Trudgen’s presentation is particularly special because one of the six remaining Naphtha Launches in the U.S. is prominently displayed at the Minnesota Lakes Maritime Museum in Alexandria.
It is one of only two that exists as built. The “Frieda” is on display at the museum courtesy of owners, Lloyd Ferguson and Mr. and Mrs. James Lawrence.
“I’m really excited about being able to examine and photograph this one,” Trudgen said.
Minnesota Lakes Maritime Museum Director Bruce Olson said, “We’re very excited to have a nationally-recognized expert come and see us in an educational role.”

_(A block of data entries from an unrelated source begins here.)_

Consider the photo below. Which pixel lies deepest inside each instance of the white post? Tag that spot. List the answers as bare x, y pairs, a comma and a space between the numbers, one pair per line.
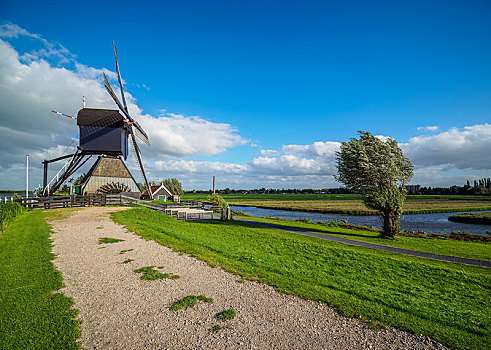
27, 176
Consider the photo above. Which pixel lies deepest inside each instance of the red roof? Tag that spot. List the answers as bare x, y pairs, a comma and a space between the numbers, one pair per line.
152, 188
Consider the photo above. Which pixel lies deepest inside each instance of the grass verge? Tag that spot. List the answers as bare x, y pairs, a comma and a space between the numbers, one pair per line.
189, 301
226, 315
473, 250
32, 315
448, 302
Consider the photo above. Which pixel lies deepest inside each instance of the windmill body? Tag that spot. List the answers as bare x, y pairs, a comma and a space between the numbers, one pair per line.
102, 131
106, 133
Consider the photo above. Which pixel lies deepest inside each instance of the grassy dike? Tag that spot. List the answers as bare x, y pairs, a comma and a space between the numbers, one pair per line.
473, 250
32, 314
448, 302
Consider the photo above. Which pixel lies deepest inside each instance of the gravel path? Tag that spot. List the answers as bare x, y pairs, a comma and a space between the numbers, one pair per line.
120, 311
447, 258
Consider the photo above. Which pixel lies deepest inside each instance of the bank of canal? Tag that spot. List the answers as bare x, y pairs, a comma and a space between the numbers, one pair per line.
434, 223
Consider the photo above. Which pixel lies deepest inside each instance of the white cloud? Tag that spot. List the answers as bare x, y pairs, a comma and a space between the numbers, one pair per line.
30, 87
467, 148
428, 128
178, 136
10, 30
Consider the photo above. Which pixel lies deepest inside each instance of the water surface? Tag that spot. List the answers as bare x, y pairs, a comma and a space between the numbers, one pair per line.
434, 223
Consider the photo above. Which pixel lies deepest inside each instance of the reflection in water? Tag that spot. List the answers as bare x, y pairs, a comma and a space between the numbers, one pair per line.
434, 223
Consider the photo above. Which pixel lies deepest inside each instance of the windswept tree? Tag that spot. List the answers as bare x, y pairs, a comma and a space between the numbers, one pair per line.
378, 170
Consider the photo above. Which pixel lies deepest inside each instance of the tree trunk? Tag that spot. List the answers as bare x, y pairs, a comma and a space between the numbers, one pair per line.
391, 223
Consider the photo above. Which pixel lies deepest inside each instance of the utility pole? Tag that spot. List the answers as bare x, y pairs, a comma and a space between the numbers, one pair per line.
27, 176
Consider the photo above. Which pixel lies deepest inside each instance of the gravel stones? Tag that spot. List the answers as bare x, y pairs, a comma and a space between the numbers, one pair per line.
118, 310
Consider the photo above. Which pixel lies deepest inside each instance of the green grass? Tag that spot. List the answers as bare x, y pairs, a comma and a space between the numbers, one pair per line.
448, 302
8, 211
32, 314
474, 250
105, 240
216, 328
226, 315
189, 301
474, 218
351, 204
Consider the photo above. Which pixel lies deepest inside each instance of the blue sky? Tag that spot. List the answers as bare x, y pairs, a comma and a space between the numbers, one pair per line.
261, 76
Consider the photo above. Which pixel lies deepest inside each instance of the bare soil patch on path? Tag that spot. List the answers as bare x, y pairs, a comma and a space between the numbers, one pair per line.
118, 310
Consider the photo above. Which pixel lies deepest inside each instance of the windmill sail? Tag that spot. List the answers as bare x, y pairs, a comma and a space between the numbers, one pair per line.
130, 121
119, 78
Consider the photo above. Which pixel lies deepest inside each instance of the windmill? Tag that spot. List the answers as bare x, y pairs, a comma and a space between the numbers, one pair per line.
129, 121
103, 132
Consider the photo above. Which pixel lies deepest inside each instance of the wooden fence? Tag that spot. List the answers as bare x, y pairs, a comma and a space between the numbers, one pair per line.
52, 202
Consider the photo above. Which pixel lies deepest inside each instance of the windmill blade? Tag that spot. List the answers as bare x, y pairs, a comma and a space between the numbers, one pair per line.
142, 135
140, 163
115, 98
64, 115
119, 78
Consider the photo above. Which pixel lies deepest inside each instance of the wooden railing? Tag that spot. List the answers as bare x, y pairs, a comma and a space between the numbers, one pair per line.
52, 202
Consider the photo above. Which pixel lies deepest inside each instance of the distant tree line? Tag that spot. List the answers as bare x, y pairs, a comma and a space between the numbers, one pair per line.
277, 191
480, 187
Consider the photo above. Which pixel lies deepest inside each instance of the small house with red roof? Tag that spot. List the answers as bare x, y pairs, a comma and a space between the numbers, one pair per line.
160, 193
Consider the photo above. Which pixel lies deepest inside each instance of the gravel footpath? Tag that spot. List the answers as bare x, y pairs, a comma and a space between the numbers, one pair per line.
120, 311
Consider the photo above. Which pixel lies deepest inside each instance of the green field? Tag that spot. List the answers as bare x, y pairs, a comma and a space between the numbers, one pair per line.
351, 204
474, 250
448, 302
474, 218
32, 316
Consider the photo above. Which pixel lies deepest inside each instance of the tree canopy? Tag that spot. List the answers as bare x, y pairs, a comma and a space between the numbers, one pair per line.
378, 170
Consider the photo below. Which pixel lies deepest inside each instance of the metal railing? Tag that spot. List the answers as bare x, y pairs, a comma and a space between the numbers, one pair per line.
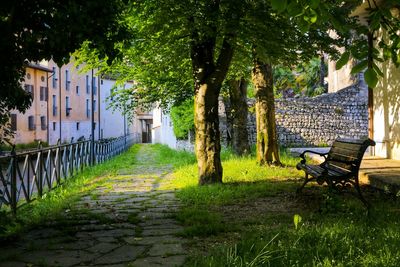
23, 176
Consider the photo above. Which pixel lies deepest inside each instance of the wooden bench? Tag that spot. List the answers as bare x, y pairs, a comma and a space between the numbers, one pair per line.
340, 167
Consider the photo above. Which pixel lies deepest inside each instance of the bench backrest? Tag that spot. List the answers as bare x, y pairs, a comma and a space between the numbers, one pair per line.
345, 155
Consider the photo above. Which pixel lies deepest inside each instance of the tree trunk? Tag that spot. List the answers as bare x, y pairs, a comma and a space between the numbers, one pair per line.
229, 120
208, 81
239, 111
322, 72
267, 145
208, 145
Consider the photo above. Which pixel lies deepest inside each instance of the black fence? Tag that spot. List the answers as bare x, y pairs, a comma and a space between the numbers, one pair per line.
25, 175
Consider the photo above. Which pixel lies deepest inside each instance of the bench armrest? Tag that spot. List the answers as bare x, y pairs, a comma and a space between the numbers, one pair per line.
303, 155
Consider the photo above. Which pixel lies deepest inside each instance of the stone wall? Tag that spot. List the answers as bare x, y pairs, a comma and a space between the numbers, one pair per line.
315, 121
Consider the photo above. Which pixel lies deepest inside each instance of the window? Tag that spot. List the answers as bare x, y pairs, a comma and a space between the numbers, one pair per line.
30, 89
87, 85
54, 78
67, 81
31, 123
43, 125
43, 93
67, 108
54, 105
87, 109
13, 122
94, 85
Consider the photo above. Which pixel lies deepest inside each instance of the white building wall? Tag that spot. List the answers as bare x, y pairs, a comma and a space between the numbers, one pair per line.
69, 130
163, 132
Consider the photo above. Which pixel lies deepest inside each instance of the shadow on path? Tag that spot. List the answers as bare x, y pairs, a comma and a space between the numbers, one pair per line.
124, 222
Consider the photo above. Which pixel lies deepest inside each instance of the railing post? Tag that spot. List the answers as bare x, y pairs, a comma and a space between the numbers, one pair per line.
39, 173
91, 150
59, 161
14, 182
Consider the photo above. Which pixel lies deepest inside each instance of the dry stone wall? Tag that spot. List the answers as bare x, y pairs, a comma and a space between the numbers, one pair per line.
313, 121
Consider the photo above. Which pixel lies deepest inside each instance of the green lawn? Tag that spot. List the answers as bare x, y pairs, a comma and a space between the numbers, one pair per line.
249, 220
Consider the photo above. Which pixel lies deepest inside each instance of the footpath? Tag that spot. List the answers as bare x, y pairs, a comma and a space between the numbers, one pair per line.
128, 222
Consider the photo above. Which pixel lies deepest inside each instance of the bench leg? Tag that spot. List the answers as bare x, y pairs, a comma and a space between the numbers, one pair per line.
361, 197
304, 184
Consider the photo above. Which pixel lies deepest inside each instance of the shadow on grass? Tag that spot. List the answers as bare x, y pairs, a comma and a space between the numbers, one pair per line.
249, 220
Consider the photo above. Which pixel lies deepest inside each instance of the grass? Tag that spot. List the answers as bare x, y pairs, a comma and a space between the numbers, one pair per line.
249, 220
55, 202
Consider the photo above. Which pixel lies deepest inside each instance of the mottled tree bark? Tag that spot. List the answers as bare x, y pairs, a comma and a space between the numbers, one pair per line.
239, 111
209, 76
267, 145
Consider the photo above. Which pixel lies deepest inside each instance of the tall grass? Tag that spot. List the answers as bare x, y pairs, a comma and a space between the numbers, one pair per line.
337, 231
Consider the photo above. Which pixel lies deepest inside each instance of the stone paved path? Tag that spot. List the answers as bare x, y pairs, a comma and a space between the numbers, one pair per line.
126, 222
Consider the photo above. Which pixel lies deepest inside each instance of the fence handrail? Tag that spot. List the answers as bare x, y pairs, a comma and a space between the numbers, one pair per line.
33, 172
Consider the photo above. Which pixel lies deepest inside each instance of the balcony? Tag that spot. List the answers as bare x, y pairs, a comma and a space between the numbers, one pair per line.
68, 112
54, 111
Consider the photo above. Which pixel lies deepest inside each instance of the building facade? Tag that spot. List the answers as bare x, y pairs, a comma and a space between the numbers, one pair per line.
65, 99
32, 125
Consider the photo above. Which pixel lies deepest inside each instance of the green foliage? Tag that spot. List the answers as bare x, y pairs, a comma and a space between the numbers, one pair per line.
243, 179
382, 18
182, 117
338, 233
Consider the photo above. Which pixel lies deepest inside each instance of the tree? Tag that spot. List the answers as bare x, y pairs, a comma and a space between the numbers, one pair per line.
35, 30
194, 48
267, 145
182, 118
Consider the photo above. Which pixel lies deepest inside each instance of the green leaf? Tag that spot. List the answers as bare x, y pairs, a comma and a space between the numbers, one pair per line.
371, 77
343, 60
296, 219
359, 67
279, 5
314, 3
378, 70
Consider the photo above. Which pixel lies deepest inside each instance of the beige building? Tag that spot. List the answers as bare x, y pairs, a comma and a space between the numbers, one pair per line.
384, 101
70, 102
64, 101
32, 125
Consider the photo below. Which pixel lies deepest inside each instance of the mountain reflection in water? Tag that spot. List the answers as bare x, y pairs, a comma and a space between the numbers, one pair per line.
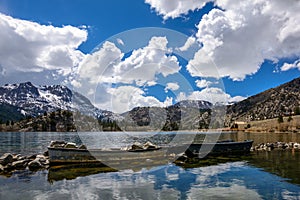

There’s never been a book written about the Naphtha Launches. Trudgen is currently writing one and expects to finish it this fall.
More than 100 years ago, there were 3,000 Naphtha Launches putting along America’s waterways.
In the late 1800s, fuel for Naphtha engines sold for six or seven cents per gallon.
What did the Naphtha engine sound like? Owners described it as quiet, noisy, sullen roar, throaty roar and the sound of a blowtorch. During their glory days, a 1-horsepower 16-foot Naphtha Launch sold for $500.
The Minnesota Lakes Maritime Museum is located at 205 3rd Avenue West in Alexandria. The museum’s hours are Monday through Saturday 10 a.m. to 5 p.m. and on Sunday from noon to 4 p.m.
Admission is $6 for adults, $5 for seniors, $3 for students (ages 5-17) or $15 per family.